I actually think this will "work" in a sense for the publishers for awhile.  Ebook sales will fall, and I think few people will buy hardbacks instead of ebooks because of pricing, but there won't be any way to prove that.  So publishers will congratulate themselves for awhile in thinking that they've strangled the ebook beast in the cradle.  Will be interesting to see if Random House ebooks do better, and if their hardback sales don't suffer compared to other publishers.  That may provide a controlled experiment of a sort for the publishers.


----------



## VictoriaP (Mar 1, 2009)

Rasputina said:


> Actually it's Little Brown. But it does just seem to be delay in the page getting back up.

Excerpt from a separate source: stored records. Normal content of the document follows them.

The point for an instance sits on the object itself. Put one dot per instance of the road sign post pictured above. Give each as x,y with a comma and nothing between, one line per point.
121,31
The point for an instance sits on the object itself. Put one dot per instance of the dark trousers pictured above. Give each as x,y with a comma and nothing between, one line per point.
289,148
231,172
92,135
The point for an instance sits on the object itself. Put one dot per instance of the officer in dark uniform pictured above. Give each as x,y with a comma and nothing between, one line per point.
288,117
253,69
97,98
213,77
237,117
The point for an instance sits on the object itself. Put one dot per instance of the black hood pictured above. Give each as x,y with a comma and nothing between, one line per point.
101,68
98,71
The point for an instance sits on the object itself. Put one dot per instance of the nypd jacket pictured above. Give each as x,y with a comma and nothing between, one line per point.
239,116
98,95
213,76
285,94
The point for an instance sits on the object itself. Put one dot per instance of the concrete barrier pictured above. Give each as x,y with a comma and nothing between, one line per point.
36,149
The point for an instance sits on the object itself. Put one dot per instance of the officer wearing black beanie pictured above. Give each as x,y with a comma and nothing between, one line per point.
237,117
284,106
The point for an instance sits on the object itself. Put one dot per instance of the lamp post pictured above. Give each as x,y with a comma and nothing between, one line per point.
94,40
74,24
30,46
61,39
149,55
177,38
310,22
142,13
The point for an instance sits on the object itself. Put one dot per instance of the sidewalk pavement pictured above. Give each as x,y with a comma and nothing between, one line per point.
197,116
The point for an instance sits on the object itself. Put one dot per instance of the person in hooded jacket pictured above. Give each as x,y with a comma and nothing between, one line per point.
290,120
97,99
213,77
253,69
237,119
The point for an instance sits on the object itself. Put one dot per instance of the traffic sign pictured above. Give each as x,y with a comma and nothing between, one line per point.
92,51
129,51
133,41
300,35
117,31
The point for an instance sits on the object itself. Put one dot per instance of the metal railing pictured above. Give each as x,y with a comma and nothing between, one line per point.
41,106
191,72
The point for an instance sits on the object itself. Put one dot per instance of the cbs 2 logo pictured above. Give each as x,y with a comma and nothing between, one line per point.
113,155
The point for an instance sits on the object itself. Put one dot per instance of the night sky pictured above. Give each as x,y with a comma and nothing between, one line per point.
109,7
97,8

Little Brown is Hatchette--the other major publisher still working with Amazon to resolve their contract. Forgot they were still working on that.



ElaineOK said:


> House at Riverton is now priced at $12.99. The paperback is $6.00. Simon and Schuster.
> Good book. Glad I've already read it.
> 
> Elaine
> Norman, OK


The paperback is also a limited quantity offer with special discount pricing. Over at B&N, the paperback is nearly $10--also a limited time thing. You're right, it's too expensive and they really should lower the ebook price to match, but I wonder how many of those paperbacks are actually out there at those prices and what the "real" price on the pb will be. I do expect since we've already seen adjustments tonight, that they'll be tweaking prices a bit over the next several days either due to errors or due to recognition of total idiocy. LOL

That's the first S&S book I've seen with higher than paperback pricing; all the others I've looked up so far have been....three guesses.... MacMillan!



MagicalWingLT said:


> *smirks* Within a few months the publishers will realise they made a big mistake... Once people see this on Amazon they'll complain and send e mails to the publishers... I wouldn't be suprised if their servers get flooded with e mails... mwhahaha >=)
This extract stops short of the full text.